The vagaries of online life define the show's structure and contribute to the seeming lack of stakes. The ensemble tackles new problems with surprising creativity; the problems themselves are completely meaningless. In the third episode—the first standout performance of the season—a rival influencer named Paulena posts a video airing Tallulah's dirty laundry, sending Maya into crisis mode. (Tallulah is accused of being a “criminal” and, worse, a “kinkshamer.”) Maya's millennial boss, Alyssa (Leighton Meester), hands her a plan to get out of the scandal, including a stilted, corporate-approved apology. Maya, sensing that Tallulah's followers will be put off by the inauthenticity, advises her to take a more 2025 approach, attacking Paulena as a fake with generations of ill-gotten wealth. The crowd attacks Paulena and the viral disaster subsides; as Alani says about the Internet: “It is dangerous, but fair, like the ocean.”
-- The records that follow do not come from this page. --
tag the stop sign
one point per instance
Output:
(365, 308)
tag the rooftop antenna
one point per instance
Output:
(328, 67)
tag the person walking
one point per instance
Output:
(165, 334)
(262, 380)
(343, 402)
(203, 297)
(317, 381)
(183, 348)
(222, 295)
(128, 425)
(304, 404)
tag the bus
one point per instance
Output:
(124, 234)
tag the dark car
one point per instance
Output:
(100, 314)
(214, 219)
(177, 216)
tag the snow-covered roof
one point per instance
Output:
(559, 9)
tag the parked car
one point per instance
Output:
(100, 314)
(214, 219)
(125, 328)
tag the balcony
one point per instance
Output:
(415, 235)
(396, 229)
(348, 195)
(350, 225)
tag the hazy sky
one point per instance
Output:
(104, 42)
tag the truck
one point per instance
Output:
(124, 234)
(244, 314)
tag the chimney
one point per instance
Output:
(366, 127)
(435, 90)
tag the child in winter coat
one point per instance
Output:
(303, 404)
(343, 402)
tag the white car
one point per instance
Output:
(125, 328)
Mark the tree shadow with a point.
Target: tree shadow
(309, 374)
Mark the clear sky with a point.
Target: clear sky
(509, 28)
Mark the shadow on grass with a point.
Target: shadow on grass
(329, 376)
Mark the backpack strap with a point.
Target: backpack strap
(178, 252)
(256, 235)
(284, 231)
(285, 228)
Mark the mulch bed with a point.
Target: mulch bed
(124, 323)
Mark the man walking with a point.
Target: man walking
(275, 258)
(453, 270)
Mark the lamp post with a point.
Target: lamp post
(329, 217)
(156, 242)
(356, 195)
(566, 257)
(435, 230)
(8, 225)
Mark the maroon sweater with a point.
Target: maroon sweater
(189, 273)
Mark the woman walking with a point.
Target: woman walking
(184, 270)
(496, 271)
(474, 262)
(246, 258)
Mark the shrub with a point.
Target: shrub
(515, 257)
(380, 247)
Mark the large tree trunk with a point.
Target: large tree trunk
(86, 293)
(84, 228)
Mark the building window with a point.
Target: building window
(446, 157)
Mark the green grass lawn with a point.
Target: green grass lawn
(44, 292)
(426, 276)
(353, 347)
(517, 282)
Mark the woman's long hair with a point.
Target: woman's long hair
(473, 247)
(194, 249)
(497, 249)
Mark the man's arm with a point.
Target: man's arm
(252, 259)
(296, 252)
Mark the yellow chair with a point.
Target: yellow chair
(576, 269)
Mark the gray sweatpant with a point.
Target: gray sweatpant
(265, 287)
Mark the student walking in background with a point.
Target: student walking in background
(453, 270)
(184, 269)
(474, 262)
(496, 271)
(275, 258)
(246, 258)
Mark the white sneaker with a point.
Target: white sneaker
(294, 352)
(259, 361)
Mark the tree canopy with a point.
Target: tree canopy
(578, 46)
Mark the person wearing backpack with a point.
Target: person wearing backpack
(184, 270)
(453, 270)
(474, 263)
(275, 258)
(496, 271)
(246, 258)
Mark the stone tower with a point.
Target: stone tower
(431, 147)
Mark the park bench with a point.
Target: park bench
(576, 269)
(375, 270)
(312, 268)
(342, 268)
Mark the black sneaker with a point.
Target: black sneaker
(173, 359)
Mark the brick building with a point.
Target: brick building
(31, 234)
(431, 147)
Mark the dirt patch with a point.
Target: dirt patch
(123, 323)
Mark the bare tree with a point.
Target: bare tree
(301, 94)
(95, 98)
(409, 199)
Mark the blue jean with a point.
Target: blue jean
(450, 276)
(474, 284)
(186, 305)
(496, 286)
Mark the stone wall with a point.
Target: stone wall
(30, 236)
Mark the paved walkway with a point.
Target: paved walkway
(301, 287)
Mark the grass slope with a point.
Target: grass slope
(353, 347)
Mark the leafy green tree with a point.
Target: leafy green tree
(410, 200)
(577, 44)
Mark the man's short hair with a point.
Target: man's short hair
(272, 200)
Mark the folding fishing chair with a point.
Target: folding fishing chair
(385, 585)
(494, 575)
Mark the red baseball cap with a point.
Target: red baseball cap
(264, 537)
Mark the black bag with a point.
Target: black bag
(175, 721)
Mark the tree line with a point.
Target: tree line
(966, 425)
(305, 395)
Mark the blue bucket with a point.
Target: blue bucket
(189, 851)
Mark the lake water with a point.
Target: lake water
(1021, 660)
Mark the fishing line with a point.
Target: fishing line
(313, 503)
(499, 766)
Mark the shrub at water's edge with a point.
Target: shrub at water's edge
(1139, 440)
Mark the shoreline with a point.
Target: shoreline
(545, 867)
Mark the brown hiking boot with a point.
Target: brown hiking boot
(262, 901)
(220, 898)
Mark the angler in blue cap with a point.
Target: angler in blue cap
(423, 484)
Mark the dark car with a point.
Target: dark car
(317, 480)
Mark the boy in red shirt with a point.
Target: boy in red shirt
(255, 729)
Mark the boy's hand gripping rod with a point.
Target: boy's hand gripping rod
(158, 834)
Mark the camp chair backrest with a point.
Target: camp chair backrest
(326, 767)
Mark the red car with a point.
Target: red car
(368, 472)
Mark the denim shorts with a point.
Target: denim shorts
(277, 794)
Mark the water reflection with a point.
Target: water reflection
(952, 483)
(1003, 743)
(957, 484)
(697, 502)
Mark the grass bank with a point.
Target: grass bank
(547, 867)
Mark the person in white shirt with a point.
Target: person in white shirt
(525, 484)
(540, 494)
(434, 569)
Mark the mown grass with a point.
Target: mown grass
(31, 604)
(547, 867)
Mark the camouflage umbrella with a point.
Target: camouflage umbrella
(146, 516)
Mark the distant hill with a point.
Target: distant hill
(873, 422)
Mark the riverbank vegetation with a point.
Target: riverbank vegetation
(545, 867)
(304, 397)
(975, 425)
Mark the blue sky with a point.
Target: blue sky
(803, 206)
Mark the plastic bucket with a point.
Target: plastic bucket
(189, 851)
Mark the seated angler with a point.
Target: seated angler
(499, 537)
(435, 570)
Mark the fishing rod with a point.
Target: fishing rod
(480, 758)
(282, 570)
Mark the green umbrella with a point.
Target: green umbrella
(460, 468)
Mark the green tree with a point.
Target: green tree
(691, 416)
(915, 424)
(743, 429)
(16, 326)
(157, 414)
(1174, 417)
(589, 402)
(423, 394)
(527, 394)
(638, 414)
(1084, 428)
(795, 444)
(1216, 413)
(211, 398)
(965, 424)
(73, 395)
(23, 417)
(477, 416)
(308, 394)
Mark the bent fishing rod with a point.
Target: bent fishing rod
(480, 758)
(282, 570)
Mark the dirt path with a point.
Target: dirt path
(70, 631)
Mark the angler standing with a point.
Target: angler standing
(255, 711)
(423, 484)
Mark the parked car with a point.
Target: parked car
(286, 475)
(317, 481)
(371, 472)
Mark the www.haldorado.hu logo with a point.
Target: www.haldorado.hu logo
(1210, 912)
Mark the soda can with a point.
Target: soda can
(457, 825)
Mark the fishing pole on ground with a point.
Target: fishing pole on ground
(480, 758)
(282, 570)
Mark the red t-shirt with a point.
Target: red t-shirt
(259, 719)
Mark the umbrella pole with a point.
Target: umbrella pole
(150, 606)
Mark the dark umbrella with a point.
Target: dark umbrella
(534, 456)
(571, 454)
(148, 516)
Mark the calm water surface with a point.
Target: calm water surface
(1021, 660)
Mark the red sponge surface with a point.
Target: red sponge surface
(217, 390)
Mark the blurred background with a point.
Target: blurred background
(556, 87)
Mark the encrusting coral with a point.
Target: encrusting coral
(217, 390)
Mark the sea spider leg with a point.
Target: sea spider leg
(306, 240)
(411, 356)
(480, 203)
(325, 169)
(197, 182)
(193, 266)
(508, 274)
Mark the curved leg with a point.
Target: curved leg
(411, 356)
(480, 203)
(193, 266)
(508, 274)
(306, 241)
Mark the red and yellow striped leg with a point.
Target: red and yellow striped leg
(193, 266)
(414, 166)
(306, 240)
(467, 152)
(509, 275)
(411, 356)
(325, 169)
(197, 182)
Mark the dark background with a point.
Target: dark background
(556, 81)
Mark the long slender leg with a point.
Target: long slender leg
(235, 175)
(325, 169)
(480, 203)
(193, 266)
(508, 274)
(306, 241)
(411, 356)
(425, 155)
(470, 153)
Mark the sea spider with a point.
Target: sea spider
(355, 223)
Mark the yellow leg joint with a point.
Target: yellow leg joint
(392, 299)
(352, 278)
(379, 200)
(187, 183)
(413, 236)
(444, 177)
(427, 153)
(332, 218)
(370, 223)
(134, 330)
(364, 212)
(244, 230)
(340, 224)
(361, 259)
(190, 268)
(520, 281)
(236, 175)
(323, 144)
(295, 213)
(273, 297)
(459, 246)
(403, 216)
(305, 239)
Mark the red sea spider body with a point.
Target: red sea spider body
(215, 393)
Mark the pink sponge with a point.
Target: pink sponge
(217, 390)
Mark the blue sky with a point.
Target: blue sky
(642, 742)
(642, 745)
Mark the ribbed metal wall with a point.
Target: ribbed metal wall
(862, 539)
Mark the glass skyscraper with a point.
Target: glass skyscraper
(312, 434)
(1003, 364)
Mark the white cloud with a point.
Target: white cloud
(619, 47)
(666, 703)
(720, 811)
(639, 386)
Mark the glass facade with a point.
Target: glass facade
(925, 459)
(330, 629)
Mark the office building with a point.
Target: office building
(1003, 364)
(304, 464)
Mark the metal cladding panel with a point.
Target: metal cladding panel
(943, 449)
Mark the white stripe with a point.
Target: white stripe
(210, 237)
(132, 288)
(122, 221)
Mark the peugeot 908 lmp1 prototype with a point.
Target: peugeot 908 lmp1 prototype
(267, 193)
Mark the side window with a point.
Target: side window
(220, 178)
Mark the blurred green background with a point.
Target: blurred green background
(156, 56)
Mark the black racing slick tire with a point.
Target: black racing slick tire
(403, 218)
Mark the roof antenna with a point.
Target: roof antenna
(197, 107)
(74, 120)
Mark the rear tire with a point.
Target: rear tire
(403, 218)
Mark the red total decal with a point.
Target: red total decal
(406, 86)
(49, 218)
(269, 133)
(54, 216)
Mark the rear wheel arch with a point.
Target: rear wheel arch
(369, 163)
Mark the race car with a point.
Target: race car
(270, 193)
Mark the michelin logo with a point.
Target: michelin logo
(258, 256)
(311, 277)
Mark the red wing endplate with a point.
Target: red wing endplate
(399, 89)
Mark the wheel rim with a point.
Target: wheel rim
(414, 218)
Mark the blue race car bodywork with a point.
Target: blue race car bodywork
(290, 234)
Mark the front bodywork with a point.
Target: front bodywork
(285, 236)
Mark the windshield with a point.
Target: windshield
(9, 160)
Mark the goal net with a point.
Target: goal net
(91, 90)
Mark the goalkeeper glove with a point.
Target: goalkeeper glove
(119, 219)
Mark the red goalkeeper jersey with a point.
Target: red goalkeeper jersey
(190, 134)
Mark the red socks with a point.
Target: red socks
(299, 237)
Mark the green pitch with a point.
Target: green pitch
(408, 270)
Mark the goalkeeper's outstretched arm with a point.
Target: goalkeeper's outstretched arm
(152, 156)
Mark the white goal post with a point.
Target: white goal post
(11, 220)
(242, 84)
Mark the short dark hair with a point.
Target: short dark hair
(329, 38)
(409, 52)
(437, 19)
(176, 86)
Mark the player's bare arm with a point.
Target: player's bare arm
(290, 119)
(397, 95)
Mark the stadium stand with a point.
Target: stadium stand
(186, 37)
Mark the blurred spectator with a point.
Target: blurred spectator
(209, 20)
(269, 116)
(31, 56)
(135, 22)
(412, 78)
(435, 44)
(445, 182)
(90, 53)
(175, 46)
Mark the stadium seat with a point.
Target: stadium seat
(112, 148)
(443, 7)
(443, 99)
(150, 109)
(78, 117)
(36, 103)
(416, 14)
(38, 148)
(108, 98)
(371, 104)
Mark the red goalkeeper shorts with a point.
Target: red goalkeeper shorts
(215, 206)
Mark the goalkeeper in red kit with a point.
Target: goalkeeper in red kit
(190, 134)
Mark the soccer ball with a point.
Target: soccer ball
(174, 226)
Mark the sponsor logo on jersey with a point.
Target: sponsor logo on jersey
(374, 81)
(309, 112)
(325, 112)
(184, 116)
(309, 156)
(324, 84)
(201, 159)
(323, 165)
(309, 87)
The thought that everything must pass is both a comfort and a threat. Sennott and Firstman were both internet comedians before moving to television, and their fluency in that world helps sharpen the satire. Meeting a more established influencer—real-life TikToker Quen Blackwell, playing a version of herself as she's done since posting her first Vine at age fourteen—shows just how dangerous it is to stake your livelihood on such volatile territory. Setting out on a soulless, data-driven collaboration, Tallulah stumbles upon Quen's “click farm,” a wall of a hundred-plus smartphones playing videos on loop to get attention. Enveloped in the blue glow of the screens, Quen tells her with complete confidence, “If you stop for even a second, you’ll fucking disappear.”

“I Love L.A.” explores this anxiety in a funny way and subtly humanizes it as the season progresses. A show about becoming an adult: Maya, who turns twenty-seven in the first episode, must find something of a work-life balance, while the self-protectively cynical Charlie gradually accepts that it's okay to be honest, even if you're an urban gay man. But in the new media economy, milestones are less defined and harder to achieve than in the SATC days. Carrie Bradshaw's observations and puns may have been cringeworthy, but we as viewers didn't have to wonder how she could find fulfillment in her writing. A generation later, Hannah Horvath was vying for purchase in the same, much-shrinking industry, earning two hundred dollars for a confessional blog post about, say, her first crack at cocaine. The career paths offered at I Love L.A. are even more challenging. Alyssa, despite all her talk about supporting her female colleagues, has no intention of promoting Maya and even actively humiliates her. At first, Maya offers Tallulah a three-year plan to transform her into a health person, but neither of them is particularly interested in sponsorships with so-called “blue chip” brands like Ritz crackers. When they finally do to make Tallulah a model for the Ritz in exchange for a hundred thousand dollar salary, the mural the brand painted on a Los Angeles street corner is so embarrassing that she destroys it herself. But it's unclear how far the “It Girl,” best known for stealing a Balenciaga bag, can go.